# HID Xenon projector



## sciphi (Aug 26, 2011)

Have you tried adjusting the headlights yet? They're horribly adjusted from the factory. Surprisingly, the stock headlights are decent once they've been adjusted.

There are HID projector headlights out for the Cruze for about $500-800. The other alternative is to retrofit a projector like a Morimoto Mini into the OEM headlamp.


----------



## lacruze (Jul 9, 2011)

found this. i may purchase next week and will post.
Chevrolet Cruze HIDs Chevrolet Cruze HID Kits Headlight Conversions Xenon Bulbs


----------



## sciphi (Aug 26, 2011)

Bi-xenon Morimoto Mini Stage III Kit (D2S) - Complete Retrofit Kits from The Retrofit Source Inc

Spendy, and the right way to do HID with OEM headlights. Projector or stay halogen. 

Also, have you tried aiming the lights using the white adjuster wheel? Check Daniel Stern's website for directions on aiming.


----------



## evo77 (Sep 5, 2011)

As already stated, a retrofit is your best option. But requires for you to open your stock headlights and install the projectors.

Here is an example of doing such a retrofit. Looks OEM and performs 10x better than halogens.


----------



## lacruze (Jul 9, 2011)

evo77 said:


> As already stated, a retrofit is your best option. But requires for you to open your stock headlights and install the projectors.
> 
> Here is an example of doing such a retrofit. Looks OEM and performs 10x better than halogens.


 
loving those headlights! where and how much?


----------



## CHUV (Jun 25, 2011)

lacruze said:


> loving those headlights! where and how much?

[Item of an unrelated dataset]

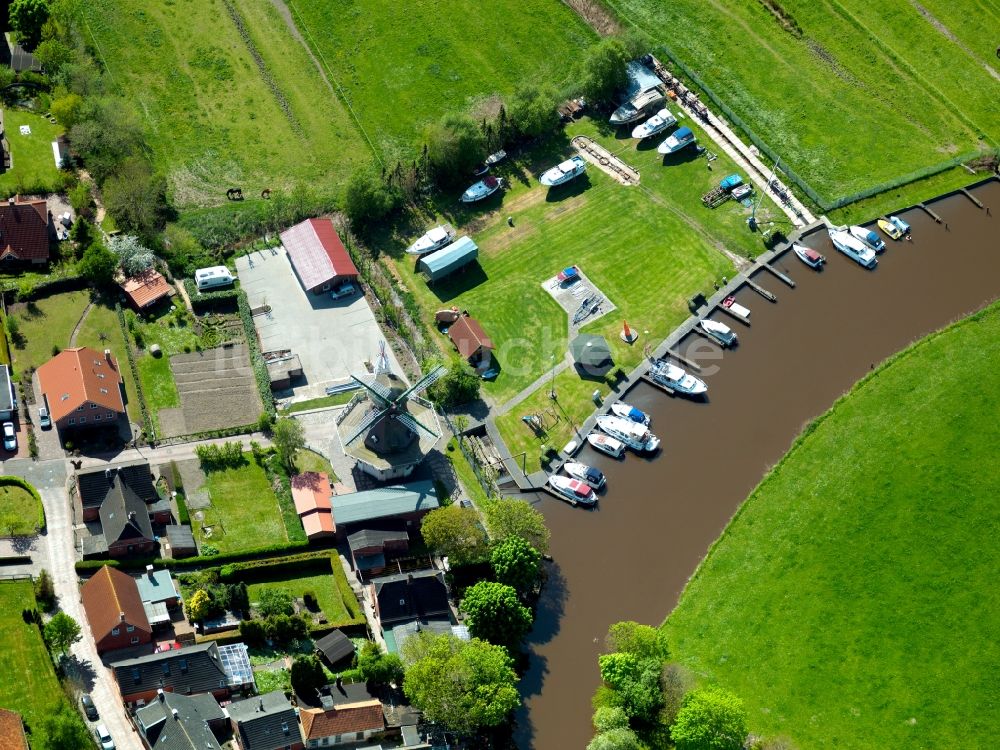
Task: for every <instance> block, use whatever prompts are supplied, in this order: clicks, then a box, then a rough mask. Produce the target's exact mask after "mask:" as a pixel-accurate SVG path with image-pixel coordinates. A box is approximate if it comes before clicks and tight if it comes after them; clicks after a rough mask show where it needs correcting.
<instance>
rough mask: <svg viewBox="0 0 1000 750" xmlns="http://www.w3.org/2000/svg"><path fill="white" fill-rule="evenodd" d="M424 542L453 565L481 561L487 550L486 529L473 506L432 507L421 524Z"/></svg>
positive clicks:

Seconded!! Are those off your car? How are the cutoffs? And how difficult were they to install?


----------



## Dpedraza (Oct 24, 2011)

You can do a retrofit cheap now if you go to theretrofitsource.com


----------



## evo77 (Sep 5, 2011)

Not my car. Just a random internet image.

But its most likely a Morimoto type projector. Which means to install it you have to...

1. pry open the headlamp lens
2. remove the light bulb glare shield
3. slide the projector into the bulb opening
4. secure the projector with the supplied adapter ring on the backside
5. adjust projector beam horizontal alignment
6. replace lens back on headlamp and reseal
7. adjust projector beam vertical alignment
8. enjoy superior lighting


----------



## 4piecekit (Mar 17, 2011)

I agree with everyone else about retrofitting with a Morimoto. I keep wanting to aim my headlights but I always forget when I am out. My parents don't have a level driveway so I need to just drive somewhere to aim them. I thought about just upgrading to a better bulb but hate to waste money on some that might not last long.


----------



## CHUV (Jun 25, 2011)

evo77 said:


> Not my car. Just a random internet image.
> 
> But its most likely a Morimoto type projector. Which means to install it you have to...
> 
> ...


Seems easy enough. But sealing the headlight housing back up good enough to avoid fogging up is my issue.


----------



## Dpedraza (Oct 24, 2011)

CHUV said:


> Seems easy enough. But sealing the headlight housing back up good enough to avoid fogging up is my issue.


 use this it's equiv to OEM glue
OCI Butyl Rubber Glue - Accessories from The Retrofit Source Inc
and if needed you can put these on the rear of your headlight where the projector sticks out to seal out the elements
Rubber Housing Caps - Accessories from The Retrofit Source Inc


----------